A/B testing is a process based on a culture of experimentation where the end game is to determine the best marketing and promotional tactics, especially online. A/B testing is used to fine tune ad messaging, copy and images on websites, online forms or emailings. The benefits of a solid A/B testing programme are many– by selecting the images, elements and messages that reflect user preference, the results of A/B testing can positively impact your business and your bottom line. In this post, we’ll explore some basic A/B testing terminology and some of the associated benefits and practices.
What is A/B testing?
An A/B test is a way to optimise web pages, messages or ads. In the case of a web page, let’s imagine that we have a version A and a version B. Both pages contain exactly the same offer or promotion and their difference lies in their design. Suppose we have a landing page that offers a 10% discount on our products if a user signs up for our newsletter– version A has yellow sign-up button and version B has a red button. Both versions are served to an equal minimum number of users so that the results are statistically significant, and subsequently, the version of the page with the highest newsletter conversion rate would be the “winner”.
A/B testing can be performed with individual elements (as in the example above where both pages are identical, only the button colour changes). With this type of test, we generally change one element at a time, test on that alternation, and then continue with other elements on the page. For example, if the yellow button on the version A page has higher conversion, we keep that style button and then move on to testing two different titles in our next round of testing.
We can also change all elements on a page; imagine that version A has a yellow button but also a video and almost no text, whilst version B with the red button has lots of text but no visual elements.
The idea behind A/B testing in both cases is to let our decisions be guided by user preferences and measure user behaviours with an objective in mind (conversion rate, clicks, etc.) rather than depending on our own suppositions or opinions based on personal preferences instead of data.

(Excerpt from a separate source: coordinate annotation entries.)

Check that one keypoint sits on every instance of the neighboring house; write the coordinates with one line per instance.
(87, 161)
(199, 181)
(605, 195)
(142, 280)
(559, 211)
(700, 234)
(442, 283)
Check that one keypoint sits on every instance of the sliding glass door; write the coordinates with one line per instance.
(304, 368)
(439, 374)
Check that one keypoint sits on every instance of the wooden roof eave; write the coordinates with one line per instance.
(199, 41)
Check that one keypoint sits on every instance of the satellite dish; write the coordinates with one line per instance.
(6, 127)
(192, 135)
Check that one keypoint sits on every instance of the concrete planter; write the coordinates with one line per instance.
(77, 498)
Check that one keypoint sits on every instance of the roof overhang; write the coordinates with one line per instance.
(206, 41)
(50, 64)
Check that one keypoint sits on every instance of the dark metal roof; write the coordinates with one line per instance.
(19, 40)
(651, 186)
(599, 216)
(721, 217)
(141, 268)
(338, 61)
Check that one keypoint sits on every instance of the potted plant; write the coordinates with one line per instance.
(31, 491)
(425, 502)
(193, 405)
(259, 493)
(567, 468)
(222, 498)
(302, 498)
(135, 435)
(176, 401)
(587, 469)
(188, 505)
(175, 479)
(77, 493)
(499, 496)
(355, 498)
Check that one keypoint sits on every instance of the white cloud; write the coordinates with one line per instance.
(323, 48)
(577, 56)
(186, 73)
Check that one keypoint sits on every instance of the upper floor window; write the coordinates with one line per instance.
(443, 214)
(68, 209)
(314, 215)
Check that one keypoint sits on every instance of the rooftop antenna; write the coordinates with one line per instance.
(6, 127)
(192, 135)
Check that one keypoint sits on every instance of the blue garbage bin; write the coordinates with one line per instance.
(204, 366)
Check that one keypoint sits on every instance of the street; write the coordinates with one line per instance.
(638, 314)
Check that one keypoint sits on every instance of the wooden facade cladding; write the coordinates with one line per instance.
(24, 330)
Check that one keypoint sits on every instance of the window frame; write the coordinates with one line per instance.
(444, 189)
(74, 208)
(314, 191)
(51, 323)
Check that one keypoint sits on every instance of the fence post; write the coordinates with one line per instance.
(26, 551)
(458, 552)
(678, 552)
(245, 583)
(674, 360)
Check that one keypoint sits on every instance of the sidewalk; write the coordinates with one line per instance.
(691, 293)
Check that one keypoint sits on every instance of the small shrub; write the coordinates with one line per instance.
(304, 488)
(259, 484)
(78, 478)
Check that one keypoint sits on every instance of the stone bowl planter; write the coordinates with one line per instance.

What’s the difference between A/B testing and multivariate testing?
A multivariate test is similar to an A/B test, just a bit more complicated. Multivariate testing uses the same mechanisms as A/B testing, but involves testing multiple variables at the same time, and the relationship between these variables (i.e. that yellow button performs better than the red one, but it performs even better if it is accompanied by extensive an copy on-page). A multivariate test measures the effect of each design combination in reference to a specific objective.
For our purposes here we’ll focus on A/B testing, but a good online marketing programme can benefit from a nuanced multivariate testing plan to improve web or business results. At All Around, we’re experts in multivariate and A/B testing and we can get your business up and running quickly with a testing programme designed to improve business results.
A/B Testing is easy and it works.
Perhaps the most compelling aspect of A/B testing is that it is extremely easy to implement and provides actionable insights almost immediately. For example, comparing two Google Adwords text ads can quickly indicate that your users have a clear preference for promotional texts that include the final price rather than a percent discount. A higher CTR or conversion rate in the ad with a final price quickly tells us that we can write more ads that include final product prices and our results will likely improve.
Experimentation without big risks.
Maybe the CEO of your company is determined to redo the entire website: he or she believes that more aggressive messaging and a black background on the site will improve business results. The CEO could be right, but he or she is making decisions based on personal opinion, not hard data. Overhauling and redesigning the whole website also will incur costs, manpower, and potential economic risk. A bit of of A/B testing with a landing page sporting a design similar to what the CEO wants to implement and another landing page with the more traditional design can give you a clue of the proposed changes are really a good idea or not.
You can test anything!
A/B testing need not be limited to web pages or online forms. You can A/B test offline as well with the use of unique telephone numbers or URLs. For example, if you create a yellow flyer and a red flyer containing the same information but with a different phone number on each, you can track which colour flyer has resulted in more impact (calls in this case). Just like online, it’s important to have an equal and representative sample of people receiving each version– if you distribute 500 yellow flyers an only 10 red ones, the test will be stacked against red and will not be representative.
A/B Testing can be used for more than just conversion.
A/B testing is very useful if you are optimising for conversions or traffic. But it can also be used to optimise for other types of user behaviours. For example, your web is complicated, and major changes involve some serious operational challenges– an A/B test can help you to determine if a certain style page will lower the bounce rate or result in users spending more time on that page. These pieces of information can be useful when it comes to improving user experience on your site, not only conversion rates.